Tom and Marla Bednar of Raleigh, N.C., were shocked earlier this year when they discovered the bank account for their three-decade old business Marla Enterprises was empty. The Bednars’ business specializes in selling coins, precious metals, gold, and antiques.
A warrant filed by Special Agent Terry Tate of the U.S. Secret Service states that the Bednars were suspected of having committed structuring violations after withdrawing just under $10,000 in cash from their account on 28 different occasions between Jan. 6, 2014 and May 29, 2014.
In compliance with the Bank Secrecy Act, banks must report deposits or withdrawals of more than $10,000 to the Treasury Department. Under a subset of the civil asset forfeiture laws regulating cash deposits, government agencies can seize money when it’s suspected that such funds were used for criminal activities such as drug trafficking and money laundering.
Banks are also required to file “suspicious activity reports” when out-of-the-ordinary transactions below the $10,000 threshold are made. However, the banks can’t tell customers those reports are being filed.
A few cases indicate that some law enforcement agencies have been taking advantage of these laws through a tactic known as “policing for profit.”
In many civil asset forfeiture cases, including the Bednars’, victims are never charged with a crime.

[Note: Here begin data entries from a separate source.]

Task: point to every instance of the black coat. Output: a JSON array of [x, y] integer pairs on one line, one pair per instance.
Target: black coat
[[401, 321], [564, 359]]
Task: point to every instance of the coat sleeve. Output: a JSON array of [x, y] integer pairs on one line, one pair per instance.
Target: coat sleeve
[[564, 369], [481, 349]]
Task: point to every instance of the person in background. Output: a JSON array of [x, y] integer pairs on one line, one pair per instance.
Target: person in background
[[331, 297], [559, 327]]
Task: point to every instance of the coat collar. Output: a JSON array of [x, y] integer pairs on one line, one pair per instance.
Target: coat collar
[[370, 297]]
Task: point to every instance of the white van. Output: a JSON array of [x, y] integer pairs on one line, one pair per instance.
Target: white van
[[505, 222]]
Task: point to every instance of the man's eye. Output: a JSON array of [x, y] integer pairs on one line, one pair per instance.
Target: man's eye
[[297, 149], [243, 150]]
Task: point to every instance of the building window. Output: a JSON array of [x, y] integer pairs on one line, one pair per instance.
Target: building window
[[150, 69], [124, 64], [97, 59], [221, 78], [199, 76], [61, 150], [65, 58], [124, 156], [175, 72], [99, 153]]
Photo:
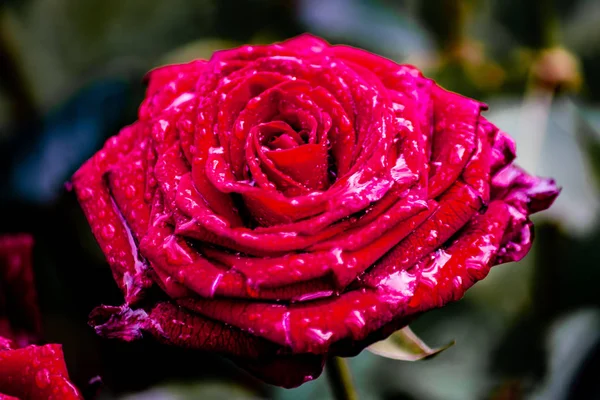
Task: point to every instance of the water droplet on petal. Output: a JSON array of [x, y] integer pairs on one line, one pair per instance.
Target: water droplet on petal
[[42, 378]]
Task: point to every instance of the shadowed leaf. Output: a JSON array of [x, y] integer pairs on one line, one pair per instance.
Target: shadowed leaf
[[405, 345]]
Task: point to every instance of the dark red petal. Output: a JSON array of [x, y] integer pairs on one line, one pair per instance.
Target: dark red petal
[[456, 120], [37, 373]]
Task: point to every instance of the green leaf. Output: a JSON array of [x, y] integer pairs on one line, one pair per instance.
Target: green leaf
[[405, 345], [199, 49]]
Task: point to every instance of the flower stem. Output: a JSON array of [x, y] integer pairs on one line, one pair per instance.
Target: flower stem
[[340, 379]]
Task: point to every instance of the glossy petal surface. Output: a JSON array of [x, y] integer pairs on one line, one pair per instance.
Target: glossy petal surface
[[300, 200]]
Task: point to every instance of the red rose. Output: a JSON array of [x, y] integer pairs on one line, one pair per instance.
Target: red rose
[[26, 371], [300, 200]]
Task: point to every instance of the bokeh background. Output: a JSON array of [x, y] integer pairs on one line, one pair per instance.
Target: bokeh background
[[71, 77]]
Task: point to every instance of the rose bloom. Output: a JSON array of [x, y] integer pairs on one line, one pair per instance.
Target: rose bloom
[[26, 371], [299, 200]]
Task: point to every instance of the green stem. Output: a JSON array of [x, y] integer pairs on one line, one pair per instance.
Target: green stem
[[340, 379]]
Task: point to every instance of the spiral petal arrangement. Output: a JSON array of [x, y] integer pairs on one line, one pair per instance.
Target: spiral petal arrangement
[[299, 200]]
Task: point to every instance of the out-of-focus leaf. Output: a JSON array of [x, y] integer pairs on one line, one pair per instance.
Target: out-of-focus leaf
[[69, 135], [199, 49], [588, 132], [581, 31], [558, 154], [406, 346], [367, 24], [202, 390], [569, 341]]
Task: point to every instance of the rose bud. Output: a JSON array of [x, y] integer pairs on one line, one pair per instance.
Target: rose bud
[[27, 371], [299, 200]]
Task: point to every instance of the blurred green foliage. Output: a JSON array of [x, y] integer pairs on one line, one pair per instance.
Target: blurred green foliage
[[71, 76]]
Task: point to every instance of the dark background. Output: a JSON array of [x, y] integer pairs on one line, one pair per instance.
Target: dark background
[[70, 77]]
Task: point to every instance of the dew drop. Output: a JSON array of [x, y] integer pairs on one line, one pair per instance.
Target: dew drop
[[42, 378], [108, 231]]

Property owners, however, can choose to go to court to get their items back. In certain cases, victims accept settlements to avoid legal fees. Even though the Bednars now face those legal fees, they don’t regret taking the fight to court.
“I’ve been brought up in the old school,” Tom said. “I’m very religious—very Catholic. I know right from wrong. I know that this is as wrong as things can get in this part of the world.
According to documents filed with the District Court for the Eastern District of North Carolina, U.S. Attorney Stephen West and U.S. Attorney Thomas Walker stated that neither of the Bednars was charged with a crime relating to the money seized by the secret service, and that they failed to find proof that the money taken “included proceeds from illegal activity.”
West filed a motion to dismiss the case earlier this month, and the Bednars will get their seized money back.
Shortly after the Secret Service seized the Bednars’ money, the IRS updated its policy regarding structuring and said it would only pursue cases involving money tied to a crime.
In March, the Justice Department made a similar change.